Le jour du vote, Enola Savel a accompagné son petit ami aux urnes "Il n'y avait pas grand monde, mais j'ai été surprise de voir qu'on ne votait pas seulement pour le candidat, mais aussi pour des amendements comme l'avortement, des juges, des sénateurs, etc. Donc, ça ne prend pas cinq minutes."
Avec du recul, la victoire du Républicain rassure la jeune femme : "Je pense que j’avais plus peur que Kamala soit élue, parce que, sinon, qu'est-ce qu'il se serait passé ? J'ai vu beaucoup de supporters de Trump avec de gros 4X4 et des gros drapeaux. On ne voit pas trop ça avec les supporters de Kamala." En effet, certaines universités ont supprimé leur cours le lendemain des résultats, par peur des débordements. C'est le cas de l'Oklahoma University, un autre établissement de l'Etat.
Après avoir vécu cette campagne intense, la jeune femme se positionne en tant qu'observatrice pour les mois à venir : "J'ai connu Biden et maintenant, je veux voir s'il y aura des changements sur la vie quotidienne, par exemple sur les prix",
"J'ai vu pas mal de posts de gens qui mettaient des adresses de lieu où les femmes pouvaient avorter"

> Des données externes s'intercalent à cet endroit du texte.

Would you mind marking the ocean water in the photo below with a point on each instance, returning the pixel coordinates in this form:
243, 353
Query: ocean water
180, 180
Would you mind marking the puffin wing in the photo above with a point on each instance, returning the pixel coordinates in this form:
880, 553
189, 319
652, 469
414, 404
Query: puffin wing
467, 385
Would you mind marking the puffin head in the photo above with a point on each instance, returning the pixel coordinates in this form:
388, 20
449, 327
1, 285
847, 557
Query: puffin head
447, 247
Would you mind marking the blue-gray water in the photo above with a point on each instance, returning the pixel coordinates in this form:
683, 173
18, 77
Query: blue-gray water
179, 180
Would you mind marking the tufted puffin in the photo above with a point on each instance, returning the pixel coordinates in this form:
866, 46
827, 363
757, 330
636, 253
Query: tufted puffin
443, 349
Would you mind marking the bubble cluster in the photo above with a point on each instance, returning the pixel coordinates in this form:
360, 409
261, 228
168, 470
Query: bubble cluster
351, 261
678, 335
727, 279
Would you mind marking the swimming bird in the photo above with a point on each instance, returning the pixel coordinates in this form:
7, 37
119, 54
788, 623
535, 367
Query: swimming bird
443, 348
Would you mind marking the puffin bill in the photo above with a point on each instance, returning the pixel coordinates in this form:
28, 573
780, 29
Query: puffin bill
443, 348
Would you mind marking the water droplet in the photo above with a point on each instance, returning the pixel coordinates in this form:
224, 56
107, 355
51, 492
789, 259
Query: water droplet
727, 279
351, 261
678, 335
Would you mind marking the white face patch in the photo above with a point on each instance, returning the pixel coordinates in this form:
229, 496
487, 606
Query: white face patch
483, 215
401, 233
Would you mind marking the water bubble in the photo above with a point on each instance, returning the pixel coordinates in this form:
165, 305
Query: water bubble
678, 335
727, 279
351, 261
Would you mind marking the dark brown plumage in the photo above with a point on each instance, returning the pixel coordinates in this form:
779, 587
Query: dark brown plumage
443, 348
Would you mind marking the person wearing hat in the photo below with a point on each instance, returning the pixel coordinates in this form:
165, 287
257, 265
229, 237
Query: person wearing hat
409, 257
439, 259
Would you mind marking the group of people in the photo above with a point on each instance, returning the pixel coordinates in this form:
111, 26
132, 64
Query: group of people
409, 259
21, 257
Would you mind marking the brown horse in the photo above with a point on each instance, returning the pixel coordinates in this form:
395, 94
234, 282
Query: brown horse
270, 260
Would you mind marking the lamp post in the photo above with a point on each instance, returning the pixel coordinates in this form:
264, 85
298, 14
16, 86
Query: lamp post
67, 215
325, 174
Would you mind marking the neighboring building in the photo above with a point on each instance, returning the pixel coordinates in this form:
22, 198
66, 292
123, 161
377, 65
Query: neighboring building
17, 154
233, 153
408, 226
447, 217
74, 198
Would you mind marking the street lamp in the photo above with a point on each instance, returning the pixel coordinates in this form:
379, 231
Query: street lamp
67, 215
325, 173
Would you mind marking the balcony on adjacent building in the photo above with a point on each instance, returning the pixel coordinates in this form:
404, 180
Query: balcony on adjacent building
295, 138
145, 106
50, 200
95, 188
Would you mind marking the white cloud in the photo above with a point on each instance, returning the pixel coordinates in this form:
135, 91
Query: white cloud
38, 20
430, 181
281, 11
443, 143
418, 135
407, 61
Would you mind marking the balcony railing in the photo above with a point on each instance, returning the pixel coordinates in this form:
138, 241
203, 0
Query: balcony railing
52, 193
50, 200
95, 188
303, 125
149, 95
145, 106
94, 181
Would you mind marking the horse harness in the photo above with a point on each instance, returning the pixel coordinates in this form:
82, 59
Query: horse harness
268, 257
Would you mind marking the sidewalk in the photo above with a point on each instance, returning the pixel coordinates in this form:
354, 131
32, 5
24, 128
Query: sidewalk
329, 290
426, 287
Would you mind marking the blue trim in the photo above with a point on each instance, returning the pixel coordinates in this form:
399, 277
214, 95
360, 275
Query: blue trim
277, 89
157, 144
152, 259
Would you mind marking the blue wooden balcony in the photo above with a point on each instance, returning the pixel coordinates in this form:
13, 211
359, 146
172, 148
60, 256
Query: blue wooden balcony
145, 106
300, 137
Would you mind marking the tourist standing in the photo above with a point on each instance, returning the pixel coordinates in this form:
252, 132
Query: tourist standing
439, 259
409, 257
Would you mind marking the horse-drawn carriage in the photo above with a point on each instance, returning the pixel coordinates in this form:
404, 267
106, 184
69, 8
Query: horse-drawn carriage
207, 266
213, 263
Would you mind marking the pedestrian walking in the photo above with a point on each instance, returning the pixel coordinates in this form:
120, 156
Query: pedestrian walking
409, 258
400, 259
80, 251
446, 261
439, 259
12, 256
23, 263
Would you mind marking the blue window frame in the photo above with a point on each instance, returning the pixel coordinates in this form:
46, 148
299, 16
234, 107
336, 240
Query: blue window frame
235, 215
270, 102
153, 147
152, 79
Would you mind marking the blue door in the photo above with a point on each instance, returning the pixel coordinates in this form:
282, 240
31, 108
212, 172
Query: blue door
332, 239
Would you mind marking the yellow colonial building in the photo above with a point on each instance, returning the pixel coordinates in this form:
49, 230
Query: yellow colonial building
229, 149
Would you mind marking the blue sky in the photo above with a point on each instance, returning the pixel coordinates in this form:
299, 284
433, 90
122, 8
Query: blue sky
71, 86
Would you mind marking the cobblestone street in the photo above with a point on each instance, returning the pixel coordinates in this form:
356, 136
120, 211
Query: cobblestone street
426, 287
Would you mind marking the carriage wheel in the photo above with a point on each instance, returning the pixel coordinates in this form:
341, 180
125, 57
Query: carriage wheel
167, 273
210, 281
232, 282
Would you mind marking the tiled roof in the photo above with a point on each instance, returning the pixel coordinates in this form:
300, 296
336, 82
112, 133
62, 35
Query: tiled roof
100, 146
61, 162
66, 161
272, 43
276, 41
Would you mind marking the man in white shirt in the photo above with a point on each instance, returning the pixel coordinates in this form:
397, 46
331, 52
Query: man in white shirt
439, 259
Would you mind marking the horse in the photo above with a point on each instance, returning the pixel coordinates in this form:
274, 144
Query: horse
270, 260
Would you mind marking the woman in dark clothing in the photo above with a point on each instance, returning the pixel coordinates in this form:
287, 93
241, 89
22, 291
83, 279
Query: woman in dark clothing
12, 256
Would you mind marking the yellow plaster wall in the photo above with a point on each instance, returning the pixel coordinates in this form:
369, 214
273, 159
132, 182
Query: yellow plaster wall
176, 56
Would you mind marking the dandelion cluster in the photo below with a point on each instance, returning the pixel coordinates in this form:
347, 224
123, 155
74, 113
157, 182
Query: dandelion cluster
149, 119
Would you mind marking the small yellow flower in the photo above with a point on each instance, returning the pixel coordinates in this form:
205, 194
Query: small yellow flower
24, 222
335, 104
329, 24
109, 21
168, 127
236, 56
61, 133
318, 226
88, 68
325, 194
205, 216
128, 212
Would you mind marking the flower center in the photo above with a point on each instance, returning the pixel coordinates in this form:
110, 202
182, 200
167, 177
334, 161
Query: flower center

Dans l'état d'Oklahoma, Emma Loustalet, une jeune femme originaire de Guéret est venue étudier un semestre à East Central University dans la ville d'Ada. Cette dernière nous raconte l'inquiétude qui l'a gagnée après le 5 novembre : "Le lendemain matin, j'ai posté un message sur un groupe que je partage avec des personnes qui font partie des minorités LGBT, pour leur apporter mon soutien", raconte la jeune femme.
Une réponse m'a vraiment brisé le cœur : cette fille de ma classe m'a clairement dit qu'elle avait peur pour sa vie. Je m'inquiète pour les minorités. J'espère que ça ne va pas bouger d'aussi tôt.
Emma Loustaletétudiante originaire de Creuse actuellement dans l'Oklahoma
La veille, elle était restée éveillée jusqu'à quatre heures du matin avec trois amis pro-Trump. "À un moment, le score a été très serré. J'ai senti de la panique dans leur regard, se souvient-elle. Même s'ils feignaient d'être confiant, ils ont quand même redouté que Trump ne passe pas."
Dans cet état acquis au "Grand Old Party", les "pro-Kamala" font profil bas. "J'ai près de 70% de mes amis qui sont démocrates, et ils savent qu'ils sont des minorités, ils se font discrets et gardent ça pour eux. Avec les résultats, certains ont réellement honte d'être Américains, honte que je puisse voir ça et de montrer ça au monde. À présent, les gens s'expriment et partagent leur émotion. Par exemple, sur les réseaux sociaux, j'ai vu pas mal de posts de gens qui mettaient des adresses de lieu où les femmes pouvaient avorter, avoir accès à des moyens de contraceptions, des conseils, etc."
Les changements sont encore imperceptibles à ce stade, mais certains Américains alertent déjà : "Ce matin même, j'ai eu un cours où on parlait de régime totalitaire. Ma professeure ne voulait pas trop donner son avis sur l'élection, mais elle a associé régime totalitaire avec Donald Trump et nous a incités à vous éveiller."
Cette élection restera longtemps dans la mémoire d'Emma Loustalet, "Ça m'a conforté dans l'image que j'avais d'eux, leur mentalité concernant l'économie, le business et leur désintérêt pour l'écologie. Je n'avais pas l'intention d'y vivre, mais là, ça m'a carrément refroidi", avoue-t-elle de but en blanc.
La Creusoise repartira en France avant l'investiture de Donald Trump, le 20 janvier 2025.